Escaping Domination by Absorption

Greg Halenda '08, English 65, The Cyborg Self, Brown University (Spring 2005)

Donna Haraway's A Cyborg Manifesto may well have been the most painful reading I have ever done. Though the passages that I felt deserve attention are few and far between, I was able to stomach one point Haraway made long enough to consider its significance:

Intense pleasure in skill, machine skill, ceases to be a sin, but an aspect of embodiment. The machine is not an it to be animated, worshipped, and dominated. The machine is us, our processes, an aspect of our embodiment. We can be responsible for machines, they do not dominate or threaten us. We are responsible for boundaries; we are they.
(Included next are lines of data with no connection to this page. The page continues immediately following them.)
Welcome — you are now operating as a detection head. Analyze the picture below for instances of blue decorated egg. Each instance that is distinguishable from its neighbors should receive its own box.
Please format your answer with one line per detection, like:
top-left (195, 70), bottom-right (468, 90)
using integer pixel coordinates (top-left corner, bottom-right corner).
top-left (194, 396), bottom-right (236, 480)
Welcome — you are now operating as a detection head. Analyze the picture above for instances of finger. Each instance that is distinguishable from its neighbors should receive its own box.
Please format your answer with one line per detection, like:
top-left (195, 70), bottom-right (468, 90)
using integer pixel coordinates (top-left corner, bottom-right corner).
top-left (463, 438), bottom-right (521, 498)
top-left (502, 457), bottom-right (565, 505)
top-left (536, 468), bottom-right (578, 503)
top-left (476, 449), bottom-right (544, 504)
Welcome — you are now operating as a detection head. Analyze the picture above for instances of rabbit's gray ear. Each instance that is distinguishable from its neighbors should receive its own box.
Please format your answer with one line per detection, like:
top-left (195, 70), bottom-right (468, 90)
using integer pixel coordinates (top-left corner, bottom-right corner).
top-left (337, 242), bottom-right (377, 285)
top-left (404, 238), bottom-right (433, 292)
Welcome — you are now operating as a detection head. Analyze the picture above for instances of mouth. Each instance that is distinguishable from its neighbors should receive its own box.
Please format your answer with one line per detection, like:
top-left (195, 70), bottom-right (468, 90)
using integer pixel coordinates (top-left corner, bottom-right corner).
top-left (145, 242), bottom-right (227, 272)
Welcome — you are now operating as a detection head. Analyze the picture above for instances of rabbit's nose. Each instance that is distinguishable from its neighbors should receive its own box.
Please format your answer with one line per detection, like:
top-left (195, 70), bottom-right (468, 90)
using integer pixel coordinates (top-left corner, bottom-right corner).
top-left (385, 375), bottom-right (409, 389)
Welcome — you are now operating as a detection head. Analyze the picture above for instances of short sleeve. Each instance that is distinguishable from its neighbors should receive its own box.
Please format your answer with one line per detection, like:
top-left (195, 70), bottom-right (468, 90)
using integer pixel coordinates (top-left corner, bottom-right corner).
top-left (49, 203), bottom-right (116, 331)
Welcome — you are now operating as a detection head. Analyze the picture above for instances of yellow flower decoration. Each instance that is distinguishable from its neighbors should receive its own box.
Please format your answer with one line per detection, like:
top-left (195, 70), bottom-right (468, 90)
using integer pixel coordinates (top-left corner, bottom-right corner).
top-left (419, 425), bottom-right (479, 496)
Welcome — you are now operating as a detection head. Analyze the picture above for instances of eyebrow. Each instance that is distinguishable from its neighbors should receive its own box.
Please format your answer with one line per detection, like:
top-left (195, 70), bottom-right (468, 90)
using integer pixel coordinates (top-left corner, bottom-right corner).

And, further on, Haraway states that "cyborg imagery can suggest a way out of the maze of dualisms in which we have explained our bodies and our tools to ourselves."

This seems to be a very astute observation. While it is fairly apparent that a cyborg is some combination of woman and machine, (clearly, the common convention of "man" would be an atrocious sin of domination here) and that this combination makes the woman more than human, I don't think the similar idea of the machine becoming more than machine has been explored as in depth.

If the machine is more than machine, who is to say that the human becomes the dominant force in the union? Haraway seems to think that in a pre-cyborg state, the machines dominate the humans, and the union flips this relationship around. What about the rat things of Snowcrash ? Though not a woman, Haraway has little problem blurring animals and humans anyways, and they seem to be a slave to their machinery.

The idea of escaping the binary duality of man or machine is very important to cyborg theory. Maybe it helps Haraway in her quest to end the socio-economic domination cycles, maybe not. Either way, it does seem to help cyborgs accomplish greater things than either man or machine alone.